Monday, September 30, 2019

Dobson Trail kilometer 10.8 to kilometer 27

We awoke this morning to the sounds of a pack of dogs barking and braying as they chased something down a little distance from our campsite.  Unfortunately their chase took them through our campsite which led to two of them tripping over the wires pegging our tent and tarp down.  Evidently hunting season has begun. When we emerged from the tent we discovered our trail Angel had already departed with the first light of day as she had planned.

It was a sunny morning, but there was a definite nip in the air. As we washed up and packed down our site we were really quite chilled and eager for the sun to emerge.
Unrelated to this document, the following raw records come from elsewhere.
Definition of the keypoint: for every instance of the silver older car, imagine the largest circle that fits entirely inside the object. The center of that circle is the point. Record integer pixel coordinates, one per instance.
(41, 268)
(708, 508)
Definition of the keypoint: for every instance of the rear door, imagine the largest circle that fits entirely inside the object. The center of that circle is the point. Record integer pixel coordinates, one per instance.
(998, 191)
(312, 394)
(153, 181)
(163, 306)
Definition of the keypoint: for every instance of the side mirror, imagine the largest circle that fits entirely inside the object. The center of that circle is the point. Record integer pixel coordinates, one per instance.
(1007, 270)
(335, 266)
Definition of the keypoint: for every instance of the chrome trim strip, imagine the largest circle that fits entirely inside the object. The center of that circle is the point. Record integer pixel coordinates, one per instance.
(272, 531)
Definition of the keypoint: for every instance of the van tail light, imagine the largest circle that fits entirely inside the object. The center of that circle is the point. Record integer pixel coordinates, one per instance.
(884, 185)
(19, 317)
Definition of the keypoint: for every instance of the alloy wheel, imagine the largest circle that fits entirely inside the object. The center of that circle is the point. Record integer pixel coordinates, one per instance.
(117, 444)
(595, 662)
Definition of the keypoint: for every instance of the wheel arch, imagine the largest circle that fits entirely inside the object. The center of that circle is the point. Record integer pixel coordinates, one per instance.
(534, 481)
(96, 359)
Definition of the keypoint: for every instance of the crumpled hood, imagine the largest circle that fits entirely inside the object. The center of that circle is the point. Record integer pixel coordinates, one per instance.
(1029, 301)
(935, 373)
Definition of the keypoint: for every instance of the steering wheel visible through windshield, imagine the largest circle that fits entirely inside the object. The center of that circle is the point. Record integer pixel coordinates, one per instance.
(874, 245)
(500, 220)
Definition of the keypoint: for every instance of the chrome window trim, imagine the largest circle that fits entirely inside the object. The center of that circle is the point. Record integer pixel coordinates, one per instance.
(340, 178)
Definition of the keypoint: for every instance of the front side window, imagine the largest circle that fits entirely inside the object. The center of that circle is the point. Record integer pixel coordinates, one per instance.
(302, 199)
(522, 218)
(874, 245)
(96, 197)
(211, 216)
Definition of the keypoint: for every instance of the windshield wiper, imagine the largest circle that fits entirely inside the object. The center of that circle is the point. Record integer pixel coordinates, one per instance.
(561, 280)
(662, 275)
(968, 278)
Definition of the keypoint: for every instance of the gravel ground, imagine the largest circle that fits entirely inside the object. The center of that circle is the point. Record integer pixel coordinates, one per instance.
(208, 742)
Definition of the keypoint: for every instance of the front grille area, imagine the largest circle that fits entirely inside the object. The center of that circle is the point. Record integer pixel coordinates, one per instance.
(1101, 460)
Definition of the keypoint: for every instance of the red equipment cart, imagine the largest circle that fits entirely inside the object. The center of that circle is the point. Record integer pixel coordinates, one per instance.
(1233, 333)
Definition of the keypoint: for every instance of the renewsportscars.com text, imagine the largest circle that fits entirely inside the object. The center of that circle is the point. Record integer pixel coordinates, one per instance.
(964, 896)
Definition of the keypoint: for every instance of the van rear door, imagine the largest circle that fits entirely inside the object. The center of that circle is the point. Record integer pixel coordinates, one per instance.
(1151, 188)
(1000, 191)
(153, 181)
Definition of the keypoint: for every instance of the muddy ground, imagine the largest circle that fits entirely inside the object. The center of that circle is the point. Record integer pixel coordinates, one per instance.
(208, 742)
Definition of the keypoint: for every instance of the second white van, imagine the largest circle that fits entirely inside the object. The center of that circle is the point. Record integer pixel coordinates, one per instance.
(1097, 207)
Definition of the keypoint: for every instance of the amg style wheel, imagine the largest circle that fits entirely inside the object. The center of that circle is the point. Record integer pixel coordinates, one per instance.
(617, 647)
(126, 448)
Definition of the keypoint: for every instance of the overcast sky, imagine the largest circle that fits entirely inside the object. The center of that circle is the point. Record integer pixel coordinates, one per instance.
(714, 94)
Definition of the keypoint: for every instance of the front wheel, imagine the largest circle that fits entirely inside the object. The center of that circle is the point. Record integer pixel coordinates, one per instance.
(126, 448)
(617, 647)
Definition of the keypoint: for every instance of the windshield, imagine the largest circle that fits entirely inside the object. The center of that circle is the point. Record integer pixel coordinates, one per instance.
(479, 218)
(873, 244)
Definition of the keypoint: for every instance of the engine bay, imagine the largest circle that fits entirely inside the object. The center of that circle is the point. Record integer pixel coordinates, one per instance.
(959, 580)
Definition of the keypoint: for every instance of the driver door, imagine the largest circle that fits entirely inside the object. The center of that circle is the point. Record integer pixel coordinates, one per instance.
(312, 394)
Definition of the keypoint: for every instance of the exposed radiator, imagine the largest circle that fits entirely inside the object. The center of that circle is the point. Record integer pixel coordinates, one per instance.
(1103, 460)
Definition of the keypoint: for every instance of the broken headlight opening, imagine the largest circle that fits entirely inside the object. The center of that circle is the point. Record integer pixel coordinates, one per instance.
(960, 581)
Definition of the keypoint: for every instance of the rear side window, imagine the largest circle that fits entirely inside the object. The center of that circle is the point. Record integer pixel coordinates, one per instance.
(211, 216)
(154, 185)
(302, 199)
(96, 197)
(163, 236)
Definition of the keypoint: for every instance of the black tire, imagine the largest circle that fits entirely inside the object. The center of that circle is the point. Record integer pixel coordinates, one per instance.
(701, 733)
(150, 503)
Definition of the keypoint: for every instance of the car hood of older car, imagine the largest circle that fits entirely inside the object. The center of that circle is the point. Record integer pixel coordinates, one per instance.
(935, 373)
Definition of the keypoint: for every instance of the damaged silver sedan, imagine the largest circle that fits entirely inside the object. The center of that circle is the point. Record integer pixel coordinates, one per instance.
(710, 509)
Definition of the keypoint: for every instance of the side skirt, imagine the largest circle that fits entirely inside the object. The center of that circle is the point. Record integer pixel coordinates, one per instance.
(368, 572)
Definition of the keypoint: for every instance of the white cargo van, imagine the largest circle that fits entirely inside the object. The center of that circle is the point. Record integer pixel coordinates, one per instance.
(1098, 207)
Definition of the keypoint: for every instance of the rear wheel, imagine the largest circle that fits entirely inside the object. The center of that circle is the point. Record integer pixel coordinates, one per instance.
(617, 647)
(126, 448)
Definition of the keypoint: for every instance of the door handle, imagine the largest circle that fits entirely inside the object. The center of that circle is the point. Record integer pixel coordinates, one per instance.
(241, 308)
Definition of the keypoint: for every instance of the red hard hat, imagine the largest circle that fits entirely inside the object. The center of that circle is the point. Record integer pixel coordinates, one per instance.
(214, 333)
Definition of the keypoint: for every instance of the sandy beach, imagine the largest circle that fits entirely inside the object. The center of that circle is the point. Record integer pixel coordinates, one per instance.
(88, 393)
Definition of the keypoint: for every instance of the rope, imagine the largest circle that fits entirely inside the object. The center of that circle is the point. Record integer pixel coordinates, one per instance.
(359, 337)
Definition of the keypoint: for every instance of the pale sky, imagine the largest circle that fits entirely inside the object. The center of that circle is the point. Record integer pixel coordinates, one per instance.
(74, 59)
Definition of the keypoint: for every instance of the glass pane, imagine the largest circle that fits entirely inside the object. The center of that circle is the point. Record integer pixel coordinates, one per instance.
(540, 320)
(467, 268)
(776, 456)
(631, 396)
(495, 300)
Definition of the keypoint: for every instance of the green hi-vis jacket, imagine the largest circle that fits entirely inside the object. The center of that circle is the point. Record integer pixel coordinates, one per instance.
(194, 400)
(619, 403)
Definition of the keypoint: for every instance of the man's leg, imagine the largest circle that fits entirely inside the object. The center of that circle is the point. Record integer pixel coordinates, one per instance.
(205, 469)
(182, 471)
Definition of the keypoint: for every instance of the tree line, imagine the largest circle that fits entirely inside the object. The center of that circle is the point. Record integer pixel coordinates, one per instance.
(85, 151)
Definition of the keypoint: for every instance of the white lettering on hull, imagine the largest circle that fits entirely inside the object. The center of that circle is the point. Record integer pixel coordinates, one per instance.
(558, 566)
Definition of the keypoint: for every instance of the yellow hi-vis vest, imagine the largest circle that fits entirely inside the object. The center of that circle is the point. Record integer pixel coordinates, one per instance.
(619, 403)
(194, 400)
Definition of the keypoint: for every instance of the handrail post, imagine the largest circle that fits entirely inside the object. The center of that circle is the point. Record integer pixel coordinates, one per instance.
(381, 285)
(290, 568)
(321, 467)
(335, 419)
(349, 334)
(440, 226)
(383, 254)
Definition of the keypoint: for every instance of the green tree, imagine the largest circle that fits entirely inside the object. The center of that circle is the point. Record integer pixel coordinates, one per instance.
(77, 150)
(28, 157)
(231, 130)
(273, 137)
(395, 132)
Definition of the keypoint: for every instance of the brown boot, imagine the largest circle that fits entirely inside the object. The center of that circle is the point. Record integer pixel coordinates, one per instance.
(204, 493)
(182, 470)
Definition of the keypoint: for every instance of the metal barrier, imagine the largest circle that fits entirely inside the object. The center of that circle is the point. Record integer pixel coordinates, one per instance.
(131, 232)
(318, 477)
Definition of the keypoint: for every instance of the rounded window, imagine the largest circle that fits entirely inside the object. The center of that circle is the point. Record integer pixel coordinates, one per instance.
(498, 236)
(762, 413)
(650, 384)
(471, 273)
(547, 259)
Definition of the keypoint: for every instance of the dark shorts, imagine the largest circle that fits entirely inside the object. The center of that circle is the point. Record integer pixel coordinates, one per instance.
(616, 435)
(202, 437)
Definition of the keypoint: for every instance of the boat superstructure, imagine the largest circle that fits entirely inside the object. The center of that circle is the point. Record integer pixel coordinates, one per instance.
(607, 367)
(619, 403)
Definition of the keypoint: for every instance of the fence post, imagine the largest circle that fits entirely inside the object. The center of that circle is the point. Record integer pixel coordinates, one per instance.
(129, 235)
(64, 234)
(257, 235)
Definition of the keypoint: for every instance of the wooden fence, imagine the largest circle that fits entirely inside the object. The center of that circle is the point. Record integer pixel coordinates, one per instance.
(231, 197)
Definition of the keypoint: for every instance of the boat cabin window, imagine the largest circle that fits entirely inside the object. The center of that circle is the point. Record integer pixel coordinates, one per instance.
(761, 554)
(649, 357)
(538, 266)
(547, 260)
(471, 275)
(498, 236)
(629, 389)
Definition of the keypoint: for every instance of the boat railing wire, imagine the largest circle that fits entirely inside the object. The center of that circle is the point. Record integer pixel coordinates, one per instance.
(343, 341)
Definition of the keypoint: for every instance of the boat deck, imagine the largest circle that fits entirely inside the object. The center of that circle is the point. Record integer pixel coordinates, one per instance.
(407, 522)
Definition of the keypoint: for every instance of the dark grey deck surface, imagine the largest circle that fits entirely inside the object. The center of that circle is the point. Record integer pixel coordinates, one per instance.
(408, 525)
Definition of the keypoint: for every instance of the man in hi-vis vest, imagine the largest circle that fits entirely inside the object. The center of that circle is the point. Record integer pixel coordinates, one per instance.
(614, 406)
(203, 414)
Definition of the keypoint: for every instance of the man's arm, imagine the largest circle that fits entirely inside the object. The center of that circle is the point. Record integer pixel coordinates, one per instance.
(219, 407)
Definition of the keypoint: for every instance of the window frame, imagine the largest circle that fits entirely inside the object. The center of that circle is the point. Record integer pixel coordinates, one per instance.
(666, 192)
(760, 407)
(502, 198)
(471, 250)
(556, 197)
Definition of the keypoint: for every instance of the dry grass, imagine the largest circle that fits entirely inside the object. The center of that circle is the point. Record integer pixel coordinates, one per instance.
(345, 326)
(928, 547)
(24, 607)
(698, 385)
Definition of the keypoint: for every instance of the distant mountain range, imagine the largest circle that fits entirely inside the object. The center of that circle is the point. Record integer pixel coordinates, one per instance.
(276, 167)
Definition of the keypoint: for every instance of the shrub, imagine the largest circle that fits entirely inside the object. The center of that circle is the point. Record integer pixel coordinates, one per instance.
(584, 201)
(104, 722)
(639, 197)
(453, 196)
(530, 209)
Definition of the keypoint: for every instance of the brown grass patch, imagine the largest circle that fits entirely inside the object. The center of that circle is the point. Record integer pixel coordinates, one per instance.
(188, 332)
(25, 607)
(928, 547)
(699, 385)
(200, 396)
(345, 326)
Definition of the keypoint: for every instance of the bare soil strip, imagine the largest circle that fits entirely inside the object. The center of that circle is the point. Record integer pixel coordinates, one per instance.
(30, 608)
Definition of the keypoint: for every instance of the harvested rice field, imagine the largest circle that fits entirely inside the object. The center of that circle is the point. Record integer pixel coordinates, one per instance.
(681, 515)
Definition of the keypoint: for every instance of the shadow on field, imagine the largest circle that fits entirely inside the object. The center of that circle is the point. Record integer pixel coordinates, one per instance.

The irony wasn't lost on us when throughout the day we sought out patches of warmth along the trail. Only a few weeks ago we were seeking shade and silently cursing the relentless heat of shadeless roadways.




We spent the day basking in another beautiful day on the trail. Today it took us through stands of deciduous trees with bright red, yellow, orange and green foliage, and under stands of dense, dark green conifers. We also traversed sections of white pine, and passed some enormously tall spruce and fir trees.

 
 

About half an hour after setting out we were navigating a rather muddy stream crossing when an extremely large and exuberant puppy came bounding up. It seemed like he was spring loaded, since he jumped as high as our faces, barking and trying to nip. We managed not to fall into the stream mid crossing, and the owner soon showed up to manage his dog.

 
 
 
 

A bit later in the morning we stopped to admire a truly gigantic white pine that must have been 3 meters around, and towered high above the rest of the canopy. Someone had built an unofficial campsite at the base, and just past it we spotted a geocache! I happily signed the log book, only to discover that I couldn't log it because it was a premium cache. Too bad.
 
 
 

For much of the day we took it slow, taking lots of photos and enjoying the small things along the trail, like the colourful caterpillars, the diversity of mushrooms, some of which were enormous, and the remaining blackberries. We didn't get too far today, but after so much road walking, we sure enjoyed being immersed in nature once again!

 


For the last few kilometers of the hike today we walked along a gravel road. It offered a beautiful views over forested hills, and some easier walking. While the forested footpath is wonderful, our pace is much slower on it, both because we are enjoying it, and because picking our way over muddy patches, swamps, and stream crossings is time consuming.

 
 
 

In terms of birds, the day was quiet. As we left the campsite we listened to a pair of American Crows going through a very complicated and creative repertoire of sounds. Throughout the day we heard the occasional crass calls of a Blue Jay, the quiet chatter of Black-capped Chickadees, and the toy horn honking of Red-breasted Nuthatches. As we crossed the paved road and a bridge where two streams joined to become one, we spotted two female Common Mergansers. Otherwise, it was a quiet day on the trail.

 
 


The gravel road eventually met with a paved road, and after crossing it we began to climb. We followed a path beside a river for a few kilometers until we came to an unofficial but established campsite. Our tent is on the side of the stream, tucked into a little campsite on the side of the trail. It is a peaceful spot, and as the temperatures plummet once again we are falling asleep listening to the water.